According to Hashim, harassers attempted to delegitimise ArewaMeToo by “associating ArewaMeToo with LGBTQ [lesbians, gay, bisexual transgender and queer people] and “their strategy worked as online harassment gained momentum,” Hashim said.
By associating Haashim’s movement with LGBTQ rights, online trolls distorted their message and framed #ArewaToo and NorthNormal as illegitimate.
However, Global Voices was not able to independently verify tweets that pinned Hashim’s movement to LGBTQ rights.

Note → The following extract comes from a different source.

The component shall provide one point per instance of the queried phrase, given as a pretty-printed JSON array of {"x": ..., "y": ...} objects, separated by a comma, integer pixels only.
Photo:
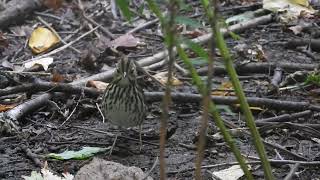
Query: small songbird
[{"x": 123, "y": 103}]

Still, Hashim posts messages of hope on Twitter:
She said all these experiences helped her grow a “really thick skin”:
In my experience of being loud on political Twitter for good governance, I’ve grown a really thick skin, but even that didn’t prepare me for the amount of backlash we got through ArewaMeToo and NorthNormal. Though I mustered all of that and did not retreat to any cave, I did begin feeling demoralised about Northern Nigeria’s governanace and response to sexual violence…After every episode of attacks, we did gather more strength and energy to push back because the backlash made us see how society enforced the culture of silence and if we allowed our lips to be sealed then that would be the real tragedy.
Sadly, Hashim and Ezekwesili still struggle with the excruciating “lack of empathy” that characterises discourse about gender-based violence on- and offline.
According to Hashim, this “deliberate maligning of a cause that only seeks better for victims of sexual violence” is incredibly difficult to grasp.